How To: Spot A Phishing Email

What Is Phishing?

Phishing is an online attempt to gain sensitive information (login info, credit card details, money, etc.). Criminals use malicious email to gain access to your personal and financial information, as well as sensitive business information and resources. They also use these to infect computers with ransomware. Malicious email often uses urgent language, asks for personal information, and has grammatical, typographical, or other obvious errors.

Phone calls can also be used for fraudulent purposes. See Phone Scams and Voice Phishing (Vishing) for more tips on avoiding phone phishing. 

Resources:  See Cofense: How to Spot a Phish  and Phishing and Social Media

How to Avoid Getting Caught in the Phishing Net:

• Always be suspicious of high emotion emails  Phishing emails bait the hook with our emotions to get in the way of our common sense.   Anything that targets a fear/panic response (like warnings of stolen information), tickles your curiosity, incites excitement (like "You've won!), and usually offer a "Click Here" option for a quick convenient solution.  When in doubt, don't.
• Check for spelling and grammar mistakes  Emails that are swimming upstream are usually from outside the US and are riddled with spelling mistakes, bad grammar and phrases Americans usually do not use.
• Look but don't nibble  Hover your mouse over any links embedded in the body of the email (see example below).  If the link address looks weird, don't click on it.  
• Don't click on attachments   Phisher-men may use harmful attachments that contain viruses or malware.  Malware can damage files on your computer, steal passwords or spy on you without your knowledge.  Don't open any attachments you weren't expecting.  When in doubt, call the person the email is supposedly from.
• Check out the signature  Lack of details about the signer or how you can contact the company strongly suggests a phish.  Legitimate businesses always provide contact details.
• Don't give up personal information  Legitimate banks and most other companies will never ask for personal credentials via email. 
• Don't trust the display name  This fraudulent email, once delivered, appears to be from a legitimate company because most user inboxes only present the display name.  Don't trust the display name.  Check the email address in the header From: - if it looks suspicious, don't open the email.  

Example:  Display name is AIG Direct, but the domain name refers to the email server and @rixoblalkangrill.com does not match the company it claims to come from. 
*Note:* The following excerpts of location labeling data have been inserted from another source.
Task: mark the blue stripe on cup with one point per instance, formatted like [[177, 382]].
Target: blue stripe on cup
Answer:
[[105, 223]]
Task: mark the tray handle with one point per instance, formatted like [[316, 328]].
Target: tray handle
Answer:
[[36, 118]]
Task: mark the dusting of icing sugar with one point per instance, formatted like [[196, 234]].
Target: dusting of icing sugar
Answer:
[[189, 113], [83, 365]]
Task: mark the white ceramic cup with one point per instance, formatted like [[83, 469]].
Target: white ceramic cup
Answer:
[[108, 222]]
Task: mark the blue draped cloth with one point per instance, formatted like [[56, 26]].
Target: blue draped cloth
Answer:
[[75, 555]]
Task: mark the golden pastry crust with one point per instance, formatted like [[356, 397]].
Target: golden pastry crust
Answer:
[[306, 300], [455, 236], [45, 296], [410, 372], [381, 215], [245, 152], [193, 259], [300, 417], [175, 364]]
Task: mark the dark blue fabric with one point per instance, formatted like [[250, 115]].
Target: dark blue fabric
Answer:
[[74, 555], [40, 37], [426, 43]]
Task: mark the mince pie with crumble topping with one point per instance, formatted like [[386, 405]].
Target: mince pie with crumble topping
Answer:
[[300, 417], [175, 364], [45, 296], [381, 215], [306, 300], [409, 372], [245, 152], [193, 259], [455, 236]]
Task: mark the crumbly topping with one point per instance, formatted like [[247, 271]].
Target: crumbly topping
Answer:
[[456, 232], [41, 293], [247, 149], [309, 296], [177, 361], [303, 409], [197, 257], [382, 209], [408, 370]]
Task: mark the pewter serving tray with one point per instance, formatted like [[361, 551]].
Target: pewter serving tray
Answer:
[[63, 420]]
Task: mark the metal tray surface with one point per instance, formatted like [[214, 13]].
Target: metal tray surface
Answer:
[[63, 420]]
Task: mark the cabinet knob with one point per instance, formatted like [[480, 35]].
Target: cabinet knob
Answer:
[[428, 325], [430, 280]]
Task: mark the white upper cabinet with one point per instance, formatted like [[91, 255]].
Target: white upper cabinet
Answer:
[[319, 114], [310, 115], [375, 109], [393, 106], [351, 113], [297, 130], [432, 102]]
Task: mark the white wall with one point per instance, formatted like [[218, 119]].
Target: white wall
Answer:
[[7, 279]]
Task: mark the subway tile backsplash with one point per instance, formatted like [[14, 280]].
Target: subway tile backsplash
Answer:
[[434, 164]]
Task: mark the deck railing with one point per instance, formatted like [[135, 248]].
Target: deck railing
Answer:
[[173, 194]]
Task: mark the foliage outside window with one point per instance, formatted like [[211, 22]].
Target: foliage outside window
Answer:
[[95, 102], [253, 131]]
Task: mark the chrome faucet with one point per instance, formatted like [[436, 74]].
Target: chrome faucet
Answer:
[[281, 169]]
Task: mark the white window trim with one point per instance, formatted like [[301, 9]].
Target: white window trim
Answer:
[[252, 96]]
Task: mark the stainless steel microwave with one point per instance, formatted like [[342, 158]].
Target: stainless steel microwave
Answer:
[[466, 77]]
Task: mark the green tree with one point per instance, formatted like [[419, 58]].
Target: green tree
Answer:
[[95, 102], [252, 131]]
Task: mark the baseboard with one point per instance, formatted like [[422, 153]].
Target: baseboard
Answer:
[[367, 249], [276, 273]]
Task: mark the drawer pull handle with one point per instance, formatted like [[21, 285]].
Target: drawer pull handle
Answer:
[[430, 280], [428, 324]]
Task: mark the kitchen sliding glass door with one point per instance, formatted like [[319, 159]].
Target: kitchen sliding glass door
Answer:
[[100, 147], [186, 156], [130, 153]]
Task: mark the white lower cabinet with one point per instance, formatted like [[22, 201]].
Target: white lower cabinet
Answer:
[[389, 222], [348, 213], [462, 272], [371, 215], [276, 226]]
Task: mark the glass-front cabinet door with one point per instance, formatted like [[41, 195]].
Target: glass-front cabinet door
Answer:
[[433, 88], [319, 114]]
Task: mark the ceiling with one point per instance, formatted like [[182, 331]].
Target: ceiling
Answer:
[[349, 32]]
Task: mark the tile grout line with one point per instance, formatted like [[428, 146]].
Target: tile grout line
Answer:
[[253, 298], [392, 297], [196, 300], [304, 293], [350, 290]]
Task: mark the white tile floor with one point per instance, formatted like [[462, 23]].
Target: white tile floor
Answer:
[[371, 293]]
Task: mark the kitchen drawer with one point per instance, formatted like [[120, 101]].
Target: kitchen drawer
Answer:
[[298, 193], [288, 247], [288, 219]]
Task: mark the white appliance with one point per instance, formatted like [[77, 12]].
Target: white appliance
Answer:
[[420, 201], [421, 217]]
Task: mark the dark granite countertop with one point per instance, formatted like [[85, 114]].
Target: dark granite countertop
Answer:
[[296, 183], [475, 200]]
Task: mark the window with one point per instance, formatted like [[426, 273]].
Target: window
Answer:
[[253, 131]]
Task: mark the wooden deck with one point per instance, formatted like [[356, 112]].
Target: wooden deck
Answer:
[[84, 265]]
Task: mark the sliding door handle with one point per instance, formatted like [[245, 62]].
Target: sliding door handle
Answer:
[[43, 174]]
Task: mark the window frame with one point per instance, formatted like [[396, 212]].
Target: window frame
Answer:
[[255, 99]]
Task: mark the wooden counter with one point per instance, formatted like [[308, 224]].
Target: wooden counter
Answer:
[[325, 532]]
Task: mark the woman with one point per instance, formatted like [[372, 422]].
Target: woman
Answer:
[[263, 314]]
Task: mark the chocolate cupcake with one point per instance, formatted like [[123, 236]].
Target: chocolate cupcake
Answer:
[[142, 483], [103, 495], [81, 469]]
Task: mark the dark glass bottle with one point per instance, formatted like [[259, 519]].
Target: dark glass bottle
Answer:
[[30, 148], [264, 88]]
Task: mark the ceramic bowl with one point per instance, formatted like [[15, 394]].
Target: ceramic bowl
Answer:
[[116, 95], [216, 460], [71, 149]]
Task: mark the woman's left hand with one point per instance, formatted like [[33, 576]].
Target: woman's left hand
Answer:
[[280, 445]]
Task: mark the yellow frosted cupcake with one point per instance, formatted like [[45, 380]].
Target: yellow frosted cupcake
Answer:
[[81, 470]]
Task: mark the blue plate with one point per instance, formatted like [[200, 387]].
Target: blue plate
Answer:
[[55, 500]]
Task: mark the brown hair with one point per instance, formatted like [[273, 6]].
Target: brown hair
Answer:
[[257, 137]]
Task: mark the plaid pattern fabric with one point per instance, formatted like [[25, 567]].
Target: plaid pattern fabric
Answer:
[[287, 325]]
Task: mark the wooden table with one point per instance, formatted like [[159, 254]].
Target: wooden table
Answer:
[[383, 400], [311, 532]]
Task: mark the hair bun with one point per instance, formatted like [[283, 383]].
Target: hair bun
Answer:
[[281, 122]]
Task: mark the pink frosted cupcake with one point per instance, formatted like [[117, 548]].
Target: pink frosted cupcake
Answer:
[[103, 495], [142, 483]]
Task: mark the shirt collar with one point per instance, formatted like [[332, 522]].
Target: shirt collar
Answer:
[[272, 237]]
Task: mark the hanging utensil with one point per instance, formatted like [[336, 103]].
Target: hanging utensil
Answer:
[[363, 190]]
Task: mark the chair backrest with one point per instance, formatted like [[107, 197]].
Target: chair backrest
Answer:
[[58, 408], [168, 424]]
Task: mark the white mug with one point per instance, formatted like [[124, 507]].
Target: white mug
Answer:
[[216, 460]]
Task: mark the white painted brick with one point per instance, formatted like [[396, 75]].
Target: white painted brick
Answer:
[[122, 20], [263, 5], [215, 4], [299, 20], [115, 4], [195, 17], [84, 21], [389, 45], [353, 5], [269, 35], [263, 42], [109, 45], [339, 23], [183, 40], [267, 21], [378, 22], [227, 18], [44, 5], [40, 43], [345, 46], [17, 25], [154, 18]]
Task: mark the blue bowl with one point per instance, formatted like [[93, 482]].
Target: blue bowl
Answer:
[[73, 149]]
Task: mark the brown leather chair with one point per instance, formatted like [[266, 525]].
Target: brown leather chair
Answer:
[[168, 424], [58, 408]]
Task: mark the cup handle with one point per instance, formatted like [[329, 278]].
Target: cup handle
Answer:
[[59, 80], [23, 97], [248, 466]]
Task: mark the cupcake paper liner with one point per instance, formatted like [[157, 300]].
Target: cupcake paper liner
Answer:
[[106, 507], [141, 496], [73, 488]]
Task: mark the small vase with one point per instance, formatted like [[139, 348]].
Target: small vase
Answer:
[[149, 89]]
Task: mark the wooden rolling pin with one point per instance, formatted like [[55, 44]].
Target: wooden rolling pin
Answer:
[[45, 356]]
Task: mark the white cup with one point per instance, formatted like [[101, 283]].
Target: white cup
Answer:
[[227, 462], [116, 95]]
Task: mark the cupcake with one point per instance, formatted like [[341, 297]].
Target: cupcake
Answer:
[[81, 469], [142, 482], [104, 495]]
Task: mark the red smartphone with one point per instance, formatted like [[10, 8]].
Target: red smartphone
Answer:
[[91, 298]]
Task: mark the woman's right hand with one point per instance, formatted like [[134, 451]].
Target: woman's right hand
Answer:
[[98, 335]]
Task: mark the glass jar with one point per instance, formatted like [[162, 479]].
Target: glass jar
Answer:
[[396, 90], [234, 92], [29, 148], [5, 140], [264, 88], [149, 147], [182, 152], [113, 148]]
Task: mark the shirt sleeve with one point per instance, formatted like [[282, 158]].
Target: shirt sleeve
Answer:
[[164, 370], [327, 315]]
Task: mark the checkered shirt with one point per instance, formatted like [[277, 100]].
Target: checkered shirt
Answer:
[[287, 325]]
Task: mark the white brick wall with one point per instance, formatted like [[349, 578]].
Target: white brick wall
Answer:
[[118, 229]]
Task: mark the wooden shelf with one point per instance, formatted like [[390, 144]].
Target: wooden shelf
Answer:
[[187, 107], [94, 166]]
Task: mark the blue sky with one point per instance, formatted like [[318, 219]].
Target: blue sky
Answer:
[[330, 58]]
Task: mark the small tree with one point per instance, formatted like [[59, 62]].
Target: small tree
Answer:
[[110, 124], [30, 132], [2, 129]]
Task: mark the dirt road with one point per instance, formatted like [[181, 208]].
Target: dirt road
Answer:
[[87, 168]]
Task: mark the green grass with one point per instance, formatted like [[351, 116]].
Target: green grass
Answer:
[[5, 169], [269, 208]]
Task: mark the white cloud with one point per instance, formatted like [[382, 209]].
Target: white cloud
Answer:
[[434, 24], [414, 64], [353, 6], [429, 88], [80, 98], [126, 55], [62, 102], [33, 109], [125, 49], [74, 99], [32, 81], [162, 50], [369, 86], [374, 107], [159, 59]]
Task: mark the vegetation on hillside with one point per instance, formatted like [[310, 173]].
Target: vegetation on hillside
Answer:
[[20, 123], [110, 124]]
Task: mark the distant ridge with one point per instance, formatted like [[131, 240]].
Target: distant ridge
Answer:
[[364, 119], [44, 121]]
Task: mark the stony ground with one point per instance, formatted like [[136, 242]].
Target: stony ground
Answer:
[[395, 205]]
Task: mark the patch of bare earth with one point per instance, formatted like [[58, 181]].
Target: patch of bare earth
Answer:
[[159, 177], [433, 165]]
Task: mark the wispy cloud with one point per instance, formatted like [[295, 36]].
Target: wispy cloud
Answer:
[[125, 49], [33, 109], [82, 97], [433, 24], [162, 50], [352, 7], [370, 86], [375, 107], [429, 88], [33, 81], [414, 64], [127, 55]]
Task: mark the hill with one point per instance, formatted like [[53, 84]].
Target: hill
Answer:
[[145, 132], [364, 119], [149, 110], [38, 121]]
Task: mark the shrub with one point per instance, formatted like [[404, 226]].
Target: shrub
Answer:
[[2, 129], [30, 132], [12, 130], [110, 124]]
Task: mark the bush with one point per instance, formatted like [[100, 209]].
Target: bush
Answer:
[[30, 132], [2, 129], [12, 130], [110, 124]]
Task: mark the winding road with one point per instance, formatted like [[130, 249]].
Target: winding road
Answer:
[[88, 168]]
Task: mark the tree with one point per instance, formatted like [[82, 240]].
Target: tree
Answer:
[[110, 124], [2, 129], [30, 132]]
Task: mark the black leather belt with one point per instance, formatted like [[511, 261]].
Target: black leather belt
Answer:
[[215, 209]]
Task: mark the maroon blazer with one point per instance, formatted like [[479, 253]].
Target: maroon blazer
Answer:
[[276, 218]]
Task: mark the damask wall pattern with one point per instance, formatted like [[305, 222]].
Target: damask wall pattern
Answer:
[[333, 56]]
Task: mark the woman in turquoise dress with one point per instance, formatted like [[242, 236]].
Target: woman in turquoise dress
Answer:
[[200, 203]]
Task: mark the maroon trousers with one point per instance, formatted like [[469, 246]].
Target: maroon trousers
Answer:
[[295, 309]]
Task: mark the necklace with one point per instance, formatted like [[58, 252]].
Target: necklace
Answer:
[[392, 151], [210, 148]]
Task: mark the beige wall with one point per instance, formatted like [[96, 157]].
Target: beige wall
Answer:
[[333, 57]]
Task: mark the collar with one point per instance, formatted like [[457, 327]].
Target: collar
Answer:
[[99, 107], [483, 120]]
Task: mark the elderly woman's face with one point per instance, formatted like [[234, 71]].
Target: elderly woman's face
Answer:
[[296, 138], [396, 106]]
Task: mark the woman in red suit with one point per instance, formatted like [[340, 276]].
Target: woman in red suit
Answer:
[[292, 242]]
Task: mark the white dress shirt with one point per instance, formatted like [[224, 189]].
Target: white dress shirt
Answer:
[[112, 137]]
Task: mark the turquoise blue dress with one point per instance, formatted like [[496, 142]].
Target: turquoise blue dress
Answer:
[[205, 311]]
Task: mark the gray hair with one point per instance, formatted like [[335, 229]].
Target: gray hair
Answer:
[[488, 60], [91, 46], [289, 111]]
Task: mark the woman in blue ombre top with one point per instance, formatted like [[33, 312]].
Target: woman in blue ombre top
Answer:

Examples of Emails that smell Phishy

Clues that indicate this email is fraudulent:

• It directs you to a non-business website (URL - the webpage address). Hover your mouse over the link to see the actual address you'll be directed to. In this case, the URL (webpage address) is clearly not a legitimate amazon web-page. Don't click the link if it looks wrong to you. (This screenshot does not show that the URL appears in the lower left corner of the window. Different email programs may show the URL in different locations.)
• It asks you to validate your account or it will expire.  Reputable companies will never ask you to validate or verify your account. 
• The "From" address is fake. Even though the message above looks it came from a Amazon address, it didn't. Beware, though, because criminals can forge the "From" addresses and actually hack into an emails. If it looks Phishy, make a phone call!

Still Have Doubts?

If you aren't sure, contact the Runbiz Service Portal.

Where to Report Phish

• Phishes that appear to impersonate a Runbiz address or service: Send the entire message—with full email headers if possible—to your service technician when you report the email on the Runbiz Service Portal.
    
• In the message you would like to report, click the down arrow next to the Reply arrow and select Show original.
• In the Original Message screen, click Download Original to download the page as a .txt file.
• Compose a new message, attach the file you downloaded, and send the new message and attachment when notifying the Runbiz Support Portal.
• If you use Google Mail, report the phish to Google by using the report phishing option.
• If you receive a phish impersonating another institution or business: If you receive a phish impersonating a bank, retailer, or other institution, please consider contacting them to let them know.  

If You Get Caught

If you gave personal information in response to a phishing email or on a suspicious webpage, your account may be compromised.

• Change your password and follow the instructions at What to Do if Your Account May Be Compromised.
• Carefully review any online account that became vulnerable as a result of responding to the message.